Cheong Chia Chou: One of the major challenges is the identification of industry gaps under the fast-evolving technology landscape to innovate and offer relevant solutions. In particular, we are looking to close the gaps between photographers and their audience.

For example, using artificial intelligence technology, photos can be automatically transmitted to the subjects via the PictureAir platform.

This will not only ease the entire process of photo-sharing, but it will also eventually bring people closer through interactions on the photo-sharing platform. From the company's standpoint, the digital imaging business can be so much more than just photos, and with this model, the entire theme park photography experience can be exported and applied to other industries.

Christopher Ng: In Rigel's trade, there are many stakeholders involved in a project and they all play a part in the ultimate performance of our products. Therefore, we have a rigorous customer-care programme that includes pre-installation briefing to the customer's installation team, testing and commissioning, maintenance training and periodic checking to ensure effective product performance.

Some of the other disruptions to the sanitaryware industry will also include a growing change in consumer preferences (with the rise in disposable income, consumers pursue lifestyle options instead of merely basic sanitation needs), rapid technological advancement with the introduction of smart initiatives, urbanisation and increased hygiene concern.

We see these as good opportunities for our niche expertise in product design and innovation.

Laurent Junique: Finding talent would have to be the main challenge. We tackle it by hiring great human resources people and equipping them with modern, efficient processes and great tools. For example, we automated the interview process, and made it friendlier for the candidate and more efficient for the recruiter. As a result, we recorded a 50 per cent productivity gain on this important component of our service delivery.

Globalisation is the next challenge. Increasingly, our clients need solutions that can cover the whole world. As a result, we have expanded around the globe in Singapore, Malaysia, Thailand, China, the Philippines, Japan and now Europe through Spain. Latin America and the Middle East are the last two geographies we have yet to add to our already comprehensive network.

BT: If you could travel back to the day you started setting up your business, what advice would you give to your younger self?

Von Lee: My advice to any younger person wanting to start up a business will be:

  • Always be hands-on and on the ground.
  • Walk your talk and deliver your promises.
  • Always remain the honourable man you were when you first started out.

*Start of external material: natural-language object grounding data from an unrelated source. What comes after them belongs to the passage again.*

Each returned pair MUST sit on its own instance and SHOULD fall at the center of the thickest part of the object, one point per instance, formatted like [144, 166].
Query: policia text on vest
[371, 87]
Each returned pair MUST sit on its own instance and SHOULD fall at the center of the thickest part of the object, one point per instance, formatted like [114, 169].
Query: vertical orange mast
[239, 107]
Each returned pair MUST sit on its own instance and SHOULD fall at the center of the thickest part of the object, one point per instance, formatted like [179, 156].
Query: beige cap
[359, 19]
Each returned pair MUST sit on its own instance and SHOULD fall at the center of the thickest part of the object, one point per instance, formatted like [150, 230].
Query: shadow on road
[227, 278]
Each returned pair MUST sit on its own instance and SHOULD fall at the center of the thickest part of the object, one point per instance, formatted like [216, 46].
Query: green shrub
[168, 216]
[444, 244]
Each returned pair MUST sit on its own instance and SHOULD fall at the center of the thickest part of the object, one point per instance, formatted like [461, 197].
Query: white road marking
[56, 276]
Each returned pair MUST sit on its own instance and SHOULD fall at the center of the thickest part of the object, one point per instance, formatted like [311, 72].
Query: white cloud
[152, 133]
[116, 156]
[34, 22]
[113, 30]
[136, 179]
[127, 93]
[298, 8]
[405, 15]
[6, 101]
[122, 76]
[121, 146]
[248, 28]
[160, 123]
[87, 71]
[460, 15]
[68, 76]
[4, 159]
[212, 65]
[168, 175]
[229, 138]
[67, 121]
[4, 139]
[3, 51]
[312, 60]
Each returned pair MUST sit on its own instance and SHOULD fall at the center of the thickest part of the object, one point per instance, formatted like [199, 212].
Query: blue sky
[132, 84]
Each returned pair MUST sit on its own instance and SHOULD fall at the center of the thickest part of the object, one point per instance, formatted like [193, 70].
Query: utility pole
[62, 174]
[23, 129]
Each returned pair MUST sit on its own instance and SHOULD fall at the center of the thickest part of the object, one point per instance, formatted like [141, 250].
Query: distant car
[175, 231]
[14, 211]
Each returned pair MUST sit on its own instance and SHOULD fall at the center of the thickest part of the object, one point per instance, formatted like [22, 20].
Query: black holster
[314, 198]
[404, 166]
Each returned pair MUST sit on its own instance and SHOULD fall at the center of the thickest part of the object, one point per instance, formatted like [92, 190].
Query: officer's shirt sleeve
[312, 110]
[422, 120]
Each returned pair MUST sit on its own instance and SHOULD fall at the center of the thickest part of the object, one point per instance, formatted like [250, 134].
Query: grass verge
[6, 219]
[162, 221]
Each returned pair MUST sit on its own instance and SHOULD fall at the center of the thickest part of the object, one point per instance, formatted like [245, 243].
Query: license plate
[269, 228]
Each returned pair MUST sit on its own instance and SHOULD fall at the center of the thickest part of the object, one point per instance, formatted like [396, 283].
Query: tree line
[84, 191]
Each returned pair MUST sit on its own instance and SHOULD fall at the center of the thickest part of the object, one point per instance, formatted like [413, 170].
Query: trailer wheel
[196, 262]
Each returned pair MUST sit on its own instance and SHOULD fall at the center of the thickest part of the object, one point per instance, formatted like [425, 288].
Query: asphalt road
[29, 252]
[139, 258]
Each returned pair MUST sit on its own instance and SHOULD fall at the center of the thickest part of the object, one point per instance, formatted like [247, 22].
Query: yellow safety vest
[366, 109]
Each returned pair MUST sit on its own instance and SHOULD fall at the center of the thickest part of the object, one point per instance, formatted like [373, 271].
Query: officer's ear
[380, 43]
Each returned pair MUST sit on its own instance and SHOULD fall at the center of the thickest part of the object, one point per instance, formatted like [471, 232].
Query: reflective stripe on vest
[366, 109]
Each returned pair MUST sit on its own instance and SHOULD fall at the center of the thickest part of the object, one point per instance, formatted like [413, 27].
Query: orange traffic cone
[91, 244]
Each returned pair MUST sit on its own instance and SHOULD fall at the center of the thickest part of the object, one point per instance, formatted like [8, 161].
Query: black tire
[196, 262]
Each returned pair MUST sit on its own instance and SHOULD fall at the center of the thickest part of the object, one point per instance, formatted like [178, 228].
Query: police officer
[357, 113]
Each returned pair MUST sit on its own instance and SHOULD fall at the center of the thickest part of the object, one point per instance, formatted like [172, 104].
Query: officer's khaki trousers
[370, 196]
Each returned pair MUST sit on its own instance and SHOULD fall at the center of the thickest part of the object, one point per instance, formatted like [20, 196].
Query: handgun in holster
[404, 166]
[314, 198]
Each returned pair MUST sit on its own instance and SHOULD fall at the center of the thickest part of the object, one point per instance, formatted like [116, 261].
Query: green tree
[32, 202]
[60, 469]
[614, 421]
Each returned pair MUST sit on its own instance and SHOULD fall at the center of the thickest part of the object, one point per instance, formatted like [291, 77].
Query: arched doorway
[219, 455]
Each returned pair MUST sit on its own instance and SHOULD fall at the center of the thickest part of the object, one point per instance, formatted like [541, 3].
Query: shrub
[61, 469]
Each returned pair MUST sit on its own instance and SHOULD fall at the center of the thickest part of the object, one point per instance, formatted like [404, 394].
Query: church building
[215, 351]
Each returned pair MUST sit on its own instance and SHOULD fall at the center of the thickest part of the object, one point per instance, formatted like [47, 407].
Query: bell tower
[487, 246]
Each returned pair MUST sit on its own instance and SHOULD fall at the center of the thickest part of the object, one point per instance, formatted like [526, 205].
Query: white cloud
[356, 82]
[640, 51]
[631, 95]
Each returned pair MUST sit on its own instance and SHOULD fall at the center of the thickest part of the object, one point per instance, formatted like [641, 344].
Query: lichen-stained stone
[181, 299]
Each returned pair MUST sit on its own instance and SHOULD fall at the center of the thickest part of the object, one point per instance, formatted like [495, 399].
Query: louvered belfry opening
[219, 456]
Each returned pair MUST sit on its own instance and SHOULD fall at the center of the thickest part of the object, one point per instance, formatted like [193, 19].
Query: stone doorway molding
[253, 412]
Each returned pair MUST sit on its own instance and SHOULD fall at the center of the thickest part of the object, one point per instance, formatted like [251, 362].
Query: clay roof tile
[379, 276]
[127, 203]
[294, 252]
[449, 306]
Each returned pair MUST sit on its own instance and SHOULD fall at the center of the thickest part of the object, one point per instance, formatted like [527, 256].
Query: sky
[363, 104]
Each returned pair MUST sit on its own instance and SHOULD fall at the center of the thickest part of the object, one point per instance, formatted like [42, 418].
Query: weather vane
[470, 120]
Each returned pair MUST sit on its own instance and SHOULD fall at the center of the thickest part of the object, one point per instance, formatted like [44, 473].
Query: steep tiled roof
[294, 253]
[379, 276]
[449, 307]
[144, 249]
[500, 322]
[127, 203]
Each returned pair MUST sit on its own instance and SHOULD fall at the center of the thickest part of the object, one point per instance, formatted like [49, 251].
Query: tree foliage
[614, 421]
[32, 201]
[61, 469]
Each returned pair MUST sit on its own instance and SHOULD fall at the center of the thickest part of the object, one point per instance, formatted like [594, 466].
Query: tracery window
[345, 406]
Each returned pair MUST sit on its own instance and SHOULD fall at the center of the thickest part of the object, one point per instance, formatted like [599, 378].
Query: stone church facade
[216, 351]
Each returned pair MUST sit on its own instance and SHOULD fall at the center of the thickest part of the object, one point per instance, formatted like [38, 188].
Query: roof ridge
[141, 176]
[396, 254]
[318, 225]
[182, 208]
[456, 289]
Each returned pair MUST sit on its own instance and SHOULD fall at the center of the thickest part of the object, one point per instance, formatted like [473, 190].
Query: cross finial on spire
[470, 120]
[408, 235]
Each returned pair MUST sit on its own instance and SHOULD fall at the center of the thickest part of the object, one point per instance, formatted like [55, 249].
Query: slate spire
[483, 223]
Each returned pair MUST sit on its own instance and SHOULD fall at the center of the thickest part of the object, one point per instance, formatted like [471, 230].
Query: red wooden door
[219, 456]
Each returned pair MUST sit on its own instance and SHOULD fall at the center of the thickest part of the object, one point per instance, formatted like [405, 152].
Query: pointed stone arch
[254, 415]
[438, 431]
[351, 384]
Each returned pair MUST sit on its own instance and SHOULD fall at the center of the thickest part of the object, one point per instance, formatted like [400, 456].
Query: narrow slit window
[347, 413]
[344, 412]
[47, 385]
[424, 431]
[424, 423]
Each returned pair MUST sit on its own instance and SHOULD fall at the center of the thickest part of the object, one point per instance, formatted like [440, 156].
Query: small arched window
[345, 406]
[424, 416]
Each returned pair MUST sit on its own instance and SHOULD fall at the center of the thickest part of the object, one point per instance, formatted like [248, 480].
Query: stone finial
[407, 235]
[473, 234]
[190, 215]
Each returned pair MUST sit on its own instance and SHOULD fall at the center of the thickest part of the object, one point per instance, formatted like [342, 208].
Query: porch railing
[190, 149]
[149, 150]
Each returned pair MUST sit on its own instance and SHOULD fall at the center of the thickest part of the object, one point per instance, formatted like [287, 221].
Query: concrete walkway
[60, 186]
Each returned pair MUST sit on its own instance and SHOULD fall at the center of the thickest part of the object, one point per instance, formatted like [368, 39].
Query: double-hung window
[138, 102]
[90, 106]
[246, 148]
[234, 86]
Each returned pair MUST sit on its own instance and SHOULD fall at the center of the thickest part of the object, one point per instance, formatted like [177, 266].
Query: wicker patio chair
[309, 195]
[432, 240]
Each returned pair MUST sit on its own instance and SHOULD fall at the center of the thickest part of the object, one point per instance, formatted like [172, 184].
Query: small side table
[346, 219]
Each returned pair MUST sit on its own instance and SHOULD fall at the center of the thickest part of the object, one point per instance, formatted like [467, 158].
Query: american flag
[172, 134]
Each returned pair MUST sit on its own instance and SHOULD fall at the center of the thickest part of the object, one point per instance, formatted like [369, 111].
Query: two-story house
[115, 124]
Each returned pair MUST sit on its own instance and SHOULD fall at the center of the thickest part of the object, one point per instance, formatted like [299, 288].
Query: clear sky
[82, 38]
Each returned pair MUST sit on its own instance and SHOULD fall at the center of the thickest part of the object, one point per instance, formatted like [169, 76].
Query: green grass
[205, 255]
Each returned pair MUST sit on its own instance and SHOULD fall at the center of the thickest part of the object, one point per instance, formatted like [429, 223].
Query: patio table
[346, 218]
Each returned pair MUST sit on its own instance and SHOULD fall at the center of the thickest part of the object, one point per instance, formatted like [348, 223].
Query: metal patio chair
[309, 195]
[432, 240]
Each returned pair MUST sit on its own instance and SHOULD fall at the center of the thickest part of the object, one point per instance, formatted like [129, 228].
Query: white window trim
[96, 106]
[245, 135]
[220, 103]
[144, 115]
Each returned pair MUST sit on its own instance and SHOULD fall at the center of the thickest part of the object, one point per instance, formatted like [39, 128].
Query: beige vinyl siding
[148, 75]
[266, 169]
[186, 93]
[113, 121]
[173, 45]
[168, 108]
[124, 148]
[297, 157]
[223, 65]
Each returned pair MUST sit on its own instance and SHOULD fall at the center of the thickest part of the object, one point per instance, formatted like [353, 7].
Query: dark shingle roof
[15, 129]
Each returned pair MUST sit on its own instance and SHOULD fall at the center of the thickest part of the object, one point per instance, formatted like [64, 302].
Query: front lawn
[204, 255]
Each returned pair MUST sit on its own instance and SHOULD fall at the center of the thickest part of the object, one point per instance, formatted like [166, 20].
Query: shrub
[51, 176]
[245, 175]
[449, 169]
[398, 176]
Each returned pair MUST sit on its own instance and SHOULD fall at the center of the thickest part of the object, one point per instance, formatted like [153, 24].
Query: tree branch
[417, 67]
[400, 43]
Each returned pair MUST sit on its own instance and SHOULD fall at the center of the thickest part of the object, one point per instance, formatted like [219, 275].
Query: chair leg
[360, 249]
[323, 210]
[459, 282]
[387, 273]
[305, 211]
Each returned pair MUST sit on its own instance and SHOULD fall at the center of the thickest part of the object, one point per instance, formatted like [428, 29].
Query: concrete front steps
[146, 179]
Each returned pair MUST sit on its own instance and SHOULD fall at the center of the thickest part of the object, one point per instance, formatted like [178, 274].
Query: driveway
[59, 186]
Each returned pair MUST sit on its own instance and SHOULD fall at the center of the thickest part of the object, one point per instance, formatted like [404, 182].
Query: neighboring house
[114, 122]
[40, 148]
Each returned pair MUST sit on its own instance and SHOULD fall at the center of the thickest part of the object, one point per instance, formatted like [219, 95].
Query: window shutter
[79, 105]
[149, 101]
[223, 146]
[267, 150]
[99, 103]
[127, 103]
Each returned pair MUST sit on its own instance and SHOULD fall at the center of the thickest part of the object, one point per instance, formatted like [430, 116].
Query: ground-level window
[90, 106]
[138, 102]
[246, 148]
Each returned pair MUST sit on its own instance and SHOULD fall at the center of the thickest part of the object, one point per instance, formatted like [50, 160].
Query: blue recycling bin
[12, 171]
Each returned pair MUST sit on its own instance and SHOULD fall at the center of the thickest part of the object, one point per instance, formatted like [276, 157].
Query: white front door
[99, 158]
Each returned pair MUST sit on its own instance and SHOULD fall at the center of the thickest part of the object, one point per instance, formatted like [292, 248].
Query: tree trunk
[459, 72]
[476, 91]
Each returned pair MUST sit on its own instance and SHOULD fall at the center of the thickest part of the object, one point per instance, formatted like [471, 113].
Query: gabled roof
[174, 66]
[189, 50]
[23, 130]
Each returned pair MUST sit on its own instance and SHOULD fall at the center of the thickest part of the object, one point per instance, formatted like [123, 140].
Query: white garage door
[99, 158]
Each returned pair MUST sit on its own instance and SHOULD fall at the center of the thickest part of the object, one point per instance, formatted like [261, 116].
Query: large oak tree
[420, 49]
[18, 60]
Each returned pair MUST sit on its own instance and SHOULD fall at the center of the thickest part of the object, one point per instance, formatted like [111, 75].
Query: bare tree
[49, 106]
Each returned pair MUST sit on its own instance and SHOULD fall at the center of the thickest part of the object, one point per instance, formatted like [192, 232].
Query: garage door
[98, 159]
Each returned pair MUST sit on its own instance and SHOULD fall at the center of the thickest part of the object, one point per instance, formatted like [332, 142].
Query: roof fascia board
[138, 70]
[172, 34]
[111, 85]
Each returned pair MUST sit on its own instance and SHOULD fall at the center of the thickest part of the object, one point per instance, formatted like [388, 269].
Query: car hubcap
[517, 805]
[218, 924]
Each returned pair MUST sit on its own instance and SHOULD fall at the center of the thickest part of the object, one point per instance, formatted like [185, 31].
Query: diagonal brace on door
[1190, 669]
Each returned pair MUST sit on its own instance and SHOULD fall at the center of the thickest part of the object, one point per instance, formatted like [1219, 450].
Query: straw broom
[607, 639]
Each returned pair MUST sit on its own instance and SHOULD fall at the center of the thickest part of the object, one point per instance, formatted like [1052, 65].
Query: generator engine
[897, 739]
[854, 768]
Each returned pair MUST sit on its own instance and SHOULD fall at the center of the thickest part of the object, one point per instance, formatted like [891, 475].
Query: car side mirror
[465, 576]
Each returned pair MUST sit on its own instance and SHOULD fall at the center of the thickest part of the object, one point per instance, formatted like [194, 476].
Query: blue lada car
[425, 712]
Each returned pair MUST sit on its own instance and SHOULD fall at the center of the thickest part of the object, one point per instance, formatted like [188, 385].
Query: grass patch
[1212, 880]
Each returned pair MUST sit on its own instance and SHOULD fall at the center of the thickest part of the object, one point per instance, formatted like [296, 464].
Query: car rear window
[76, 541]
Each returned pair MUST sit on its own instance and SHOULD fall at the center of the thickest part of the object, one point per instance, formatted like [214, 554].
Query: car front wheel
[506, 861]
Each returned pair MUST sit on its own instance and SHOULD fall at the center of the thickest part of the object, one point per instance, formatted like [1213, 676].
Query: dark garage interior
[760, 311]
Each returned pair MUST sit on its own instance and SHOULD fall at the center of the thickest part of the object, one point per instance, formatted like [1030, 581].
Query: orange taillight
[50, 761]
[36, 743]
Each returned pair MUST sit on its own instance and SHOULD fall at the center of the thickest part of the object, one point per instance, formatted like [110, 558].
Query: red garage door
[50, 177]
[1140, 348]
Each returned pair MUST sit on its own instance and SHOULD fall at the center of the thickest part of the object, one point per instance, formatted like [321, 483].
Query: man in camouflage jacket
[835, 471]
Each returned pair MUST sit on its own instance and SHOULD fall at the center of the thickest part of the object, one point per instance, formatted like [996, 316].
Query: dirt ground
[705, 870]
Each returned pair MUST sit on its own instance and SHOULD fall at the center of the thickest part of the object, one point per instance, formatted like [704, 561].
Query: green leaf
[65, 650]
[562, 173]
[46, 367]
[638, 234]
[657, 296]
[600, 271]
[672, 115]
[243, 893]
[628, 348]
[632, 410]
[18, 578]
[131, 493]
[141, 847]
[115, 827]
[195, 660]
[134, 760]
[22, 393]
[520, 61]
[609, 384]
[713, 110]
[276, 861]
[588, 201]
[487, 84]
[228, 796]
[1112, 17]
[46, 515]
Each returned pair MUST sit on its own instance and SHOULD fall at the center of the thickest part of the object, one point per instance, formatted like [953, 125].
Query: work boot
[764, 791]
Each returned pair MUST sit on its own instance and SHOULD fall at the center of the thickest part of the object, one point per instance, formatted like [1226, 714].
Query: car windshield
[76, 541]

Jeffrey Tiong: When I founded PatSnap, I was young and naïve. I believed that no matter what terrible challenges we encountered, we could get through it. Sometimes there were dark days when I thought I had made a terrible mistake, and that I should have followed my classmates into well-paid graduate jobs. The advice I would give to my younger self would be reassurance: "Don't worry - stay curious, surround yourself with mentors. Keep growing and learning. You'll get there."

Cheong Chia Chou: I always go by this phrase - Dare to change, or be changed. If I had any advice to give my younger self, I would tell him not to be afraid to take the leap. Do not focus so much on the failure; instead embrace it, as we are all the sum of our mistakes. The faster you realise your mistakes, the faster you will be able to take steps to remedy them.

Christopher Ng: I would like to open up more and find more mentors who can share their experience and opinions with me as I grow along my entrepreneurial journey. It is important to tune up both business knowledge and build good contacts. Mentors have taken this path before and are likely able to offer experience that can help you make smarter decisions and avoid the winding roads.

I would also advise my younger self to spot for character and values as I build my team. I have come to realise that you can always train someone on skills, but it is difficult to change someone's values to fit the organisation.

Laurent Junique: Invest an inconsiderate amount of time searching for great people, for talent is hard to find, yet is the key to differentiation and success.